Vitamin A has scientific validation for use in supporting or treating acne, particularly in the form of its synthetic derivatives, known as retinoids. Oral isotretinoin (13-cis-retinoic acid) and topical retinoids (tretinoin, adapalene, tazarotene) are established, first-line therapies for moderate to severe acne vulgaris. These compounds are structurally related to Vitamin A and act primarily by normalizing keratinocyte differentiation, reducing sebaceous gland activity, and exerting anti-inflammatory effects, all of which are key in the pathogenesis of acne. Numerous randomized controlled trials and meta-analyses support the efficacy of retinoids in reducing both inflammatory and non-inflammatory acne lesions.
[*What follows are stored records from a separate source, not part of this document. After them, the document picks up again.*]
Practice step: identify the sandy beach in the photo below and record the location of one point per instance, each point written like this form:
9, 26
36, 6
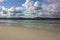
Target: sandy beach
8, 32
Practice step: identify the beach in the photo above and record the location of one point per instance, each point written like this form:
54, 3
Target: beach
14, 32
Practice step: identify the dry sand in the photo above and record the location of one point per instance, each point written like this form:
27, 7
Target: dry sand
19, 33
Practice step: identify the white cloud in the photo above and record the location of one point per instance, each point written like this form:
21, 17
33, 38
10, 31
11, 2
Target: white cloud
13, 11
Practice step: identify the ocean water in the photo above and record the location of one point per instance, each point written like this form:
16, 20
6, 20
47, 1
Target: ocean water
32, 23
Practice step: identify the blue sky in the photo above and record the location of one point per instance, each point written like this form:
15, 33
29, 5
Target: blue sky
29, 8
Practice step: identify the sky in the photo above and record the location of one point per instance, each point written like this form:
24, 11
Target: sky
30, 8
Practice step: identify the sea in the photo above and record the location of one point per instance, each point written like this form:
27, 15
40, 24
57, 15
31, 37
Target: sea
32, 23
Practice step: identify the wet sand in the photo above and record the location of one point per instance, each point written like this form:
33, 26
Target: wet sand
10, 32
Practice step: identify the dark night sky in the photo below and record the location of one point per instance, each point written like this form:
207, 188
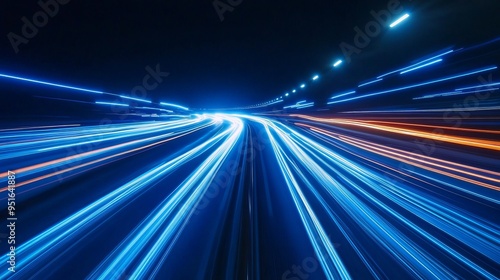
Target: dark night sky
259, 51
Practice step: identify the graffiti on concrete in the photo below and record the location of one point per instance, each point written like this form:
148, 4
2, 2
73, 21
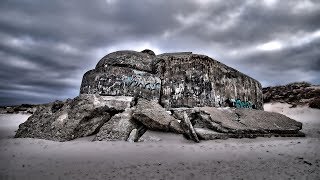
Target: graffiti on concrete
149, 83
240, 104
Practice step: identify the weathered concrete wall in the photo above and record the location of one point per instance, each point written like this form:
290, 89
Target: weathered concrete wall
121, 81
175, 79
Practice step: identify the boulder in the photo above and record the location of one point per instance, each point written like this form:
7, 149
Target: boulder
155, 117
248, 121
188, 128
207, 134
73, 118
120, 127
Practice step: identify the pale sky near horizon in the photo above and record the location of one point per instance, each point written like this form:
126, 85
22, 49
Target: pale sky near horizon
46, 46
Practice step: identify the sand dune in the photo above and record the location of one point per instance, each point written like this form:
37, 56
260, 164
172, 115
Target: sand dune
173, 157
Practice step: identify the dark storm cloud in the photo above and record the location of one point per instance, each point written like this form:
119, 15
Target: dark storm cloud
46, 46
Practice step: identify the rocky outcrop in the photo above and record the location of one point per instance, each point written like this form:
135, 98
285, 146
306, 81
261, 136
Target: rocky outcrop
207, 134
155, 117
188, 128
73, 118
221, 123
173, 79
130, 92
119, 127
299, 93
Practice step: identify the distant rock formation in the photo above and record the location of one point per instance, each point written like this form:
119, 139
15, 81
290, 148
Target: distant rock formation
173, 79
131, 92
298, 93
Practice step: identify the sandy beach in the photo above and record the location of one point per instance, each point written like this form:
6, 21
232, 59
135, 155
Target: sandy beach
164, 156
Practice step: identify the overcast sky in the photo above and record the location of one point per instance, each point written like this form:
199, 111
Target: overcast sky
46, 46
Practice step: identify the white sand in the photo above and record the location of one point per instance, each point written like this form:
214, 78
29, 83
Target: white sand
171, 158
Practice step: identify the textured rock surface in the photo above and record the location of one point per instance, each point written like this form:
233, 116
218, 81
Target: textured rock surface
215, 123
121, 81
177, 79
242, 121
207, 134
63, 121
155, 117
118, 127
132, 59
191, 80
299, 93
188, 129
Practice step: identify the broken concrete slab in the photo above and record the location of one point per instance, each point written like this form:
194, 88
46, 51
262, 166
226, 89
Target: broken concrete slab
118, 127
155, 117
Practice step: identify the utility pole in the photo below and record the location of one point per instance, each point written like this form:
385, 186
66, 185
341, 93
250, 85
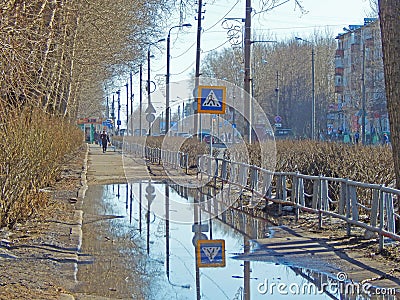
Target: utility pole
277, 93
131, 82
127, 107
247, 72
197, 116
313, 123
363, 139
119, 110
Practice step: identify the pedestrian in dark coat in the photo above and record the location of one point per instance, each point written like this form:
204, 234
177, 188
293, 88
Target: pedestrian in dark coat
104, 140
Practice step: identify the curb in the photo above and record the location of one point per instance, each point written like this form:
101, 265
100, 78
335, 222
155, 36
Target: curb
76, 229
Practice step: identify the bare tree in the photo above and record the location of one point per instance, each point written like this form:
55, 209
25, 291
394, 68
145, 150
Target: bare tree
389, 11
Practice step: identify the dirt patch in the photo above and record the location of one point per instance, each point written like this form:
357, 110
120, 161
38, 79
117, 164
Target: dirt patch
37, 257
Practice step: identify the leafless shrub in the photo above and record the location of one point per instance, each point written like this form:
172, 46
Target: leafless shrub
33, 146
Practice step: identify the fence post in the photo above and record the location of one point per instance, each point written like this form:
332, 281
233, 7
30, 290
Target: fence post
320, 201
342, 197
374, 208
381, 219
389, 213
295, 193
348, 207
283, 193
315, 193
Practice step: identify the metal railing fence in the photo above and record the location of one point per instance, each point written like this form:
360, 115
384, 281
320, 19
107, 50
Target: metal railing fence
369, 206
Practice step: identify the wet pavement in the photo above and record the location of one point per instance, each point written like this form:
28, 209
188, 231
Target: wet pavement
133, 254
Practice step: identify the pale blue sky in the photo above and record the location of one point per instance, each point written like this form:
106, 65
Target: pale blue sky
283, 22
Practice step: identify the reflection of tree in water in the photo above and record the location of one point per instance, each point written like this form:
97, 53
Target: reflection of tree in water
120, 267
233, 216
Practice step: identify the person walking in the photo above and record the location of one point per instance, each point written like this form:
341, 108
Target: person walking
356, 137
104, 140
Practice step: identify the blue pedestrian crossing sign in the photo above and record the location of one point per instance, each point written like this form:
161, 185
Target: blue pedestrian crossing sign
212, 99
210, 253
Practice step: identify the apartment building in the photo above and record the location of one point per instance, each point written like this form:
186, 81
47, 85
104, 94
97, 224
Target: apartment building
359, 84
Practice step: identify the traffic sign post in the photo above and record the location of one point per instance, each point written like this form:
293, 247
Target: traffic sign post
212, 99
210, 253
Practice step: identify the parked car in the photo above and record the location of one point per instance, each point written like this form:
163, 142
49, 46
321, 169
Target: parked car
206, 138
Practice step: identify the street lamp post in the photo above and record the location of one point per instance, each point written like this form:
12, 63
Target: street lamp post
313, 133
150, 108
127, 108
119, 110
167, 108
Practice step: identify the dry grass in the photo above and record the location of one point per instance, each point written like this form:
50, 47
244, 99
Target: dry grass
33, 147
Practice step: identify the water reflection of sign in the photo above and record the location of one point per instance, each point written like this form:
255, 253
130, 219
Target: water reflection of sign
210, 253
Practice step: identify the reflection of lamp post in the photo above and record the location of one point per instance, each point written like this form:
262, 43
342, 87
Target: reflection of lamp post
167, 108
312, 88
150, 108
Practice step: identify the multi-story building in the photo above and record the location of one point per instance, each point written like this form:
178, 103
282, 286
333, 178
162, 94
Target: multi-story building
359, 83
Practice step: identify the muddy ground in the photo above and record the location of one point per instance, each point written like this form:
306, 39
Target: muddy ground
38, 258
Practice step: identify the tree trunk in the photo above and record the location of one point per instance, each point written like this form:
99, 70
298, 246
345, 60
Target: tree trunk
389, 12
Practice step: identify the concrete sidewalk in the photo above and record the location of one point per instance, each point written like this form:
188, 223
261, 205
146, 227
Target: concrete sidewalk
113, 167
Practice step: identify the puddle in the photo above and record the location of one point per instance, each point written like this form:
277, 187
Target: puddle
140, 255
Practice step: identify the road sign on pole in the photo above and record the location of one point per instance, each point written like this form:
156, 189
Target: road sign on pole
210, 253
212, 99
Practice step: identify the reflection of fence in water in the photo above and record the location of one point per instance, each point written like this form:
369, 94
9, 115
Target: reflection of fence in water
369, 206
247, 223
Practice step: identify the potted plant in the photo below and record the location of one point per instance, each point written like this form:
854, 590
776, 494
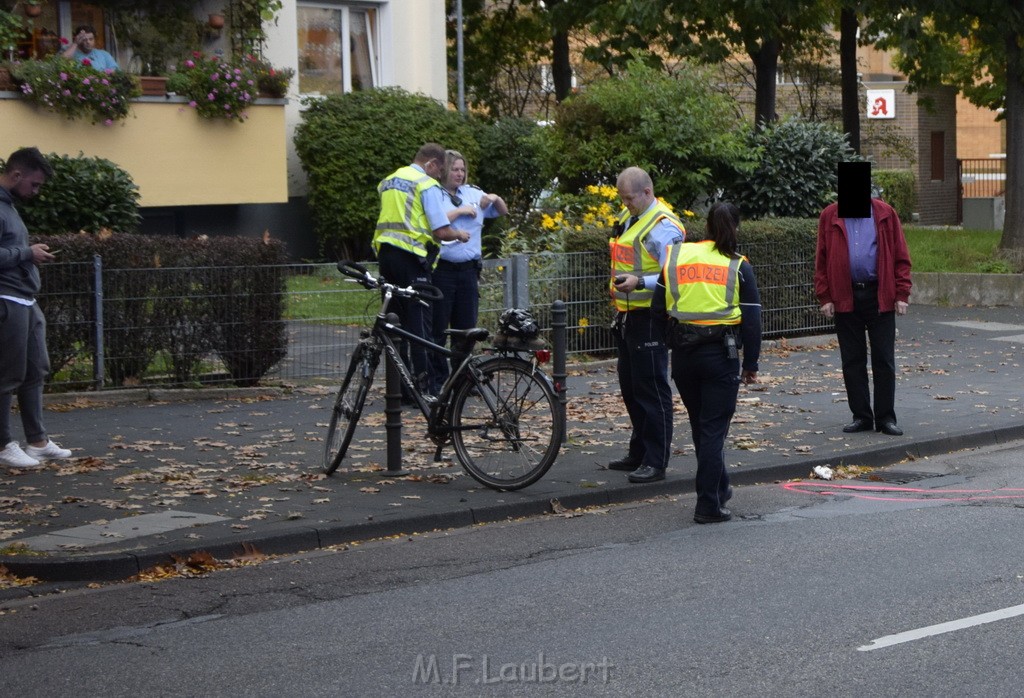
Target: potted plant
76, 89
12, 30
215, 88
159, 33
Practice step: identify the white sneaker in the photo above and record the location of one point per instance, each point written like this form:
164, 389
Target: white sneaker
13, 456
50, 450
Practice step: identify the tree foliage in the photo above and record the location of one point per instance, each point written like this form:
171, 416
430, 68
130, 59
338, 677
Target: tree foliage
796, 174
679, 128
348, 142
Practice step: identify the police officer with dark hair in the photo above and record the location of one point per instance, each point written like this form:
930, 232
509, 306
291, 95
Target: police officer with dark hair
411, 224
645, 229
711, 296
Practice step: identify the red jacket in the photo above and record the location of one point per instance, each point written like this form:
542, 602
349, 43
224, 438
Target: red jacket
832, 260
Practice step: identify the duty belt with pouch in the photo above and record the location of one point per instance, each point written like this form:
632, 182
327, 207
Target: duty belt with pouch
683, 335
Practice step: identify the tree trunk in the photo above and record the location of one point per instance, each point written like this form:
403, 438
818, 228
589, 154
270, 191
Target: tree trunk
765, 67
1013, 226
848, 68
561, 69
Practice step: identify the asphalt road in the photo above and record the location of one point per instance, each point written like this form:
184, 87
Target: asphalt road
870, 586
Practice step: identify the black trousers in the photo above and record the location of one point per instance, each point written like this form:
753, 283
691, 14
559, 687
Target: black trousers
854, 331
709, 383
404, 268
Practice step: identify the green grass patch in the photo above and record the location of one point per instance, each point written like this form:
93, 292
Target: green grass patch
325, 295
955, 251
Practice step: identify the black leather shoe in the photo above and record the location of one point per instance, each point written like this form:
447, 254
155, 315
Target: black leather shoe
628, 464
723, 515
858, 426
646, 474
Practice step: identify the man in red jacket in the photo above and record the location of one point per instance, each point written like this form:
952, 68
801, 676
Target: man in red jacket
862, 278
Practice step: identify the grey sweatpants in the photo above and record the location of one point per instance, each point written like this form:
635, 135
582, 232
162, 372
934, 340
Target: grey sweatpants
24, 367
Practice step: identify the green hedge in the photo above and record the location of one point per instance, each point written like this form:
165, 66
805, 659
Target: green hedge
84, 193
781, 251
897, 190
167, 301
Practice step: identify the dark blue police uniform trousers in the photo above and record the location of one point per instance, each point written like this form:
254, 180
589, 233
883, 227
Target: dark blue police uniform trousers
459, 282
404, 268
881, 330
709, 382
643, 378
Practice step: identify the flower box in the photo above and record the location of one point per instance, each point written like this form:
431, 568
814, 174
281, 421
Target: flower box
153, 86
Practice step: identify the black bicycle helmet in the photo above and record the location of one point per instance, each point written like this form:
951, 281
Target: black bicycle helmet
517, 330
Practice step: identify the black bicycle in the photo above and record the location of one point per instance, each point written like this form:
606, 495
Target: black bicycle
500, 412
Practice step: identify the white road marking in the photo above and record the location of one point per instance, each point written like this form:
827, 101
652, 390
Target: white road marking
981, 324
949, 626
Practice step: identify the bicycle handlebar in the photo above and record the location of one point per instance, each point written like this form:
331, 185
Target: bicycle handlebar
368, 280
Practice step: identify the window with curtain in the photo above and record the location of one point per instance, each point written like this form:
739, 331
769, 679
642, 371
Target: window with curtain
338, 48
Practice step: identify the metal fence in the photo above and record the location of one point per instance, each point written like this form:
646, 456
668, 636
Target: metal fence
120, 328
982, 177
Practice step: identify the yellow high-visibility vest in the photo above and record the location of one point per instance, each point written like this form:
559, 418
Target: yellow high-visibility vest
629, 256
701, 285
402, 222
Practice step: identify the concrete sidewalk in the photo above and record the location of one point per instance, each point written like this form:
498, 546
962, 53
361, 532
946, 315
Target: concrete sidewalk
237, 472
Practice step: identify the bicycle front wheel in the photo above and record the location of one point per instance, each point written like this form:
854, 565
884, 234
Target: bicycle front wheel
348, 405
506, 428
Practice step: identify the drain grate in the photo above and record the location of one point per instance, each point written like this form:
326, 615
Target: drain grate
895, 477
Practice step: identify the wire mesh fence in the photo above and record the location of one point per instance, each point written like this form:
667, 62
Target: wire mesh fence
118, 328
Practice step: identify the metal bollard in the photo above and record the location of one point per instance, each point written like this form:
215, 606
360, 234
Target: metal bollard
392, 411
558, 339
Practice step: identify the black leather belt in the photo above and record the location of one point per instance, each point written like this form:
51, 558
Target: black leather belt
458, 266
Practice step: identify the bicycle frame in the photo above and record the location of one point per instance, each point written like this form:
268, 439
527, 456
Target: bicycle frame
499, 412
385, 331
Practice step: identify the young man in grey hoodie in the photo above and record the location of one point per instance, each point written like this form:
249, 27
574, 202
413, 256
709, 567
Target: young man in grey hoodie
24, 360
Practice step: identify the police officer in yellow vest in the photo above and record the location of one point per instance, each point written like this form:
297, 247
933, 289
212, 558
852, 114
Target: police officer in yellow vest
411, 224
645, 229
711, 297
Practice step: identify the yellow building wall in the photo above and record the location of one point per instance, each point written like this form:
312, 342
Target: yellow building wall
174, 157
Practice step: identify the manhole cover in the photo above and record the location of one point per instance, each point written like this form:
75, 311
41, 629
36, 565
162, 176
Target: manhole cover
895, 477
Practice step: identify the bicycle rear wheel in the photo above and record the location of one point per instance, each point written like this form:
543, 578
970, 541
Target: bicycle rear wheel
506, 430
348, 404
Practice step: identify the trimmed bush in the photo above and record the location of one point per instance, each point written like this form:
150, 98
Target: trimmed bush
678, 127
84, 193
796, 174
349, 142
897, 190
182, 300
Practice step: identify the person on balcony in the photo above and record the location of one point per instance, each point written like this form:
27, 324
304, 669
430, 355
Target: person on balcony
459, 266
25, 361
83, 49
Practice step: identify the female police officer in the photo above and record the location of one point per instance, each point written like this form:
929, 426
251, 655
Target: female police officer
711, 296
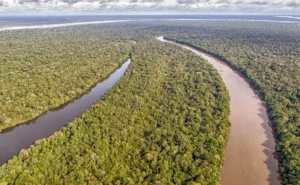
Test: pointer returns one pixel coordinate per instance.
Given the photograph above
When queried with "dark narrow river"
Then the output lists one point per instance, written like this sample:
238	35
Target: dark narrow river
249	153
20	137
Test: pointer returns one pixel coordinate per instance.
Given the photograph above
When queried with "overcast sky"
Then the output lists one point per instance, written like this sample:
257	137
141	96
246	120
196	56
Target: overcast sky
151	6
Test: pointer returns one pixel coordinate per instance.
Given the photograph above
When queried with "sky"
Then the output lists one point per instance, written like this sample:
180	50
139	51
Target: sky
291	7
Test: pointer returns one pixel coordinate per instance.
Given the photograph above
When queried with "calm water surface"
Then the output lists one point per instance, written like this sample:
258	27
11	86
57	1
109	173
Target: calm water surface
249	158
14	139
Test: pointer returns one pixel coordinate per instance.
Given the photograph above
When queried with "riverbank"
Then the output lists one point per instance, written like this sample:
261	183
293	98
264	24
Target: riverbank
249	153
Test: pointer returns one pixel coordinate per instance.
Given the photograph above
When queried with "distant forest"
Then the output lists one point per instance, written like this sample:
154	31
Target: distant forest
268	55
167	120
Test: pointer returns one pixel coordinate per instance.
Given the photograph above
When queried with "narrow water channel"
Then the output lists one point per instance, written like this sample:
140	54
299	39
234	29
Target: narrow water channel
249	158
20	137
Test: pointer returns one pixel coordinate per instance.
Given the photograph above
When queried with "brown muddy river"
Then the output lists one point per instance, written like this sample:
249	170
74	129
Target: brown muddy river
20	137
249	153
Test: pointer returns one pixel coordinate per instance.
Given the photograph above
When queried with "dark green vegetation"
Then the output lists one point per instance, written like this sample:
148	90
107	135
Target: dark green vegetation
42	69
165	122
268	55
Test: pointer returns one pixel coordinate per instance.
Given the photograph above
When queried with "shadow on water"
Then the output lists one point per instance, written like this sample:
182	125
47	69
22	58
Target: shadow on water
269	145
12	140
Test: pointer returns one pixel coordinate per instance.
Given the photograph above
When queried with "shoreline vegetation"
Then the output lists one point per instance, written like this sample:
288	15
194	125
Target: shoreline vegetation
267	71
45	79
121	139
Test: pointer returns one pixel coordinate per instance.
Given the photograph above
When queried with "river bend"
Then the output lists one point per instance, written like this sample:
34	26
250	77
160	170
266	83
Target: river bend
22	136
249	154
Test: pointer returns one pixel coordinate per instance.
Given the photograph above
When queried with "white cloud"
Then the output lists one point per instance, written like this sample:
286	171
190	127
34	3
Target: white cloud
150	5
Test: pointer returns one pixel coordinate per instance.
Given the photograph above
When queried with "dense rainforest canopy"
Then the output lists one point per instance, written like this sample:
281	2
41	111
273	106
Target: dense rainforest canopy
42	69
165	122
268	55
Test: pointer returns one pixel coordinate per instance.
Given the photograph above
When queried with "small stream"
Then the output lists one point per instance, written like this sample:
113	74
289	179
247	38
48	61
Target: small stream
249	154
14	139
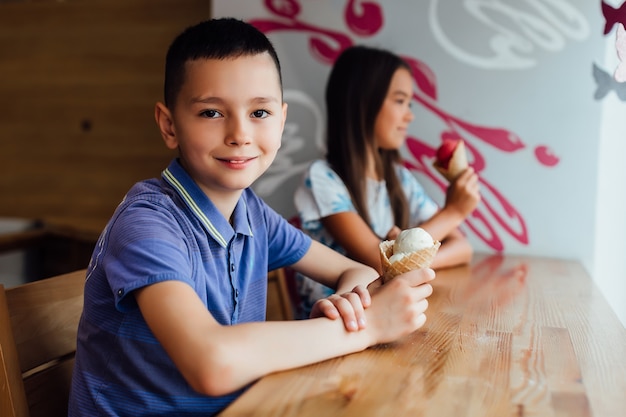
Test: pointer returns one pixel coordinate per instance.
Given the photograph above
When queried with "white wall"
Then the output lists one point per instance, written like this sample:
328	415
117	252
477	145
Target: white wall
521	71
609	263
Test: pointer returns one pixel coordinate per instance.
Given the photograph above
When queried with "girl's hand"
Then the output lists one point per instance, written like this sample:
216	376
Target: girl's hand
463	194
350	306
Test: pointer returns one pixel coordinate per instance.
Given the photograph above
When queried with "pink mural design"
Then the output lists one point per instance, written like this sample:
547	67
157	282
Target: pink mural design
495	215
605	81
613	16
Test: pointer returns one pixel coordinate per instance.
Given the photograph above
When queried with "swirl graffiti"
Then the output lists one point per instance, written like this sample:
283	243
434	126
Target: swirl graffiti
496	217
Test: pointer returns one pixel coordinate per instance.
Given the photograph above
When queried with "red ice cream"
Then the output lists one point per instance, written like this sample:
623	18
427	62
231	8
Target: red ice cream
445	152
451	159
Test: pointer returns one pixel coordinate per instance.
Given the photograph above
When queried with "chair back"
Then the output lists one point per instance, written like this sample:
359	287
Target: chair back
38	327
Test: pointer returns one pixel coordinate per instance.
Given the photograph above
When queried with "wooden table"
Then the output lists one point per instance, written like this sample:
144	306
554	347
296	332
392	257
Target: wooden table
506	336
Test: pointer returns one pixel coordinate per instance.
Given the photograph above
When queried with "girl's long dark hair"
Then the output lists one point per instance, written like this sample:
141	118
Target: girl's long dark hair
355	92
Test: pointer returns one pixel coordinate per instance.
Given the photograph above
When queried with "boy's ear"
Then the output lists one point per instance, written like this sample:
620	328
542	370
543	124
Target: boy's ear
164	120
284	116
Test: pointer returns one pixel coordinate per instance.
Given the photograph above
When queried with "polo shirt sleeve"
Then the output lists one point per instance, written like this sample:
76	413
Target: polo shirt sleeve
286	243
146	247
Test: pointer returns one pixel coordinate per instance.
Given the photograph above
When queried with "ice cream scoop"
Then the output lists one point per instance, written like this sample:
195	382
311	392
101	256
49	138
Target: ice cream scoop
410	240
416	247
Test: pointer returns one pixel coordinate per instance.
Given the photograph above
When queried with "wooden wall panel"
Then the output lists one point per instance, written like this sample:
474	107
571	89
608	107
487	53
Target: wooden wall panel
78	83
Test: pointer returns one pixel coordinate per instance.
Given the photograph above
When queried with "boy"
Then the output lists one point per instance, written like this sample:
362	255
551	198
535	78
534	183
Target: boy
176	288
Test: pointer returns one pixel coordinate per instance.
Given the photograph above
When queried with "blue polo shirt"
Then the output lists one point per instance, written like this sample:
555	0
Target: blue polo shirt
167	229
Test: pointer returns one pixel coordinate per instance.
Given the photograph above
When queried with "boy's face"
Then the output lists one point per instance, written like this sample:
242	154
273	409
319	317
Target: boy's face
227	122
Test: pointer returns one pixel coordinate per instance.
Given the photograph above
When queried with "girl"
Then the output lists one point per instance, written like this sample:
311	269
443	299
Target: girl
361	194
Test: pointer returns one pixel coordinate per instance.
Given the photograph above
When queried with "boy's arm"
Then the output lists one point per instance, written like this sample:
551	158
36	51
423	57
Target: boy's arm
217	360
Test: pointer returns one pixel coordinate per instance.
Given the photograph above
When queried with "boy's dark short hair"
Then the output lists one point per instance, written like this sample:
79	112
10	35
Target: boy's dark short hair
212	39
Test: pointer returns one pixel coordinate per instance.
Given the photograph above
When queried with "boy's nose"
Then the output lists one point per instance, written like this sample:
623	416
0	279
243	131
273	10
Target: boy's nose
237	134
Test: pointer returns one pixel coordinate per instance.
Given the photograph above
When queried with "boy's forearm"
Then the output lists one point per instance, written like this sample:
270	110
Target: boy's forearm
257	349
353	277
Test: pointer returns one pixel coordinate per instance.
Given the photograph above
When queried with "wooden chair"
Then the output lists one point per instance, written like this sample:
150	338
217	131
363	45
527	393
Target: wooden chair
278	298
38	326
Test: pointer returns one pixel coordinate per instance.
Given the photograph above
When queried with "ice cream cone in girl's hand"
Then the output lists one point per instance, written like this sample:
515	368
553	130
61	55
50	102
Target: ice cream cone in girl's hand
451	158
413	249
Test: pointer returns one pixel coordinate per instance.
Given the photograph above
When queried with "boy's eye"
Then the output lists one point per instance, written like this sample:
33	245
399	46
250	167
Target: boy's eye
260	114
210	114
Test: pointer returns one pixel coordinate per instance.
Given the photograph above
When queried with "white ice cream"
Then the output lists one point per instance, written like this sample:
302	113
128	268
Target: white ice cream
410	240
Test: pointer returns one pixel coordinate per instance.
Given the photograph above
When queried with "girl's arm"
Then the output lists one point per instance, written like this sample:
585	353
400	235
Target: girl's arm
216	359
353	234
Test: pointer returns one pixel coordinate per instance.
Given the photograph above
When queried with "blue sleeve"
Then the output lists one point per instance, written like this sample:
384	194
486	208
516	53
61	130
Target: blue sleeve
321	194
146	246
421	206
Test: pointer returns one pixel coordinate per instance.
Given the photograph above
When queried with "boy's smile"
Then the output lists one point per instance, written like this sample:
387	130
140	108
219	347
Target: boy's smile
226	123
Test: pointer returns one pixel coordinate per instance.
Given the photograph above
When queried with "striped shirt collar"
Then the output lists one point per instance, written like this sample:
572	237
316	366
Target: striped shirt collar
203	208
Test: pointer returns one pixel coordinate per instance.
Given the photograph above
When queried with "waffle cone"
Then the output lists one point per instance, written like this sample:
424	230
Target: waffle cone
458	163
420	259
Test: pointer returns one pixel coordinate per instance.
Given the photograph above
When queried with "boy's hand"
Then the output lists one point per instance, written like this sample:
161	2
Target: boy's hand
349	306
399	305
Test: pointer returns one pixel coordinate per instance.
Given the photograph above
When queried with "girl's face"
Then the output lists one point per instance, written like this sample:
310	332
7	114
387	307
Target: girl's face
392	121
However, the direct use of Vitamin A (retinol or retinyl esters) itself, as opposed to pharmaceutical retinoids, is less common due to lower potency and a higher risk of toxicity at the doses required for clinical effect. Oral Vitamin A in high doses was used before the advent of isotretinoin, but its use has largely been abandoned due to concerns about teratogenicity and toxicity. Overall, the scientific evidence for the acne-fighting effects of retinoids is robust, but the direct use of plain Vitamin A is limited by safety concerns. Importantly, neither topical nor oral Vitamin A should be self-administered for acne without medical supervision.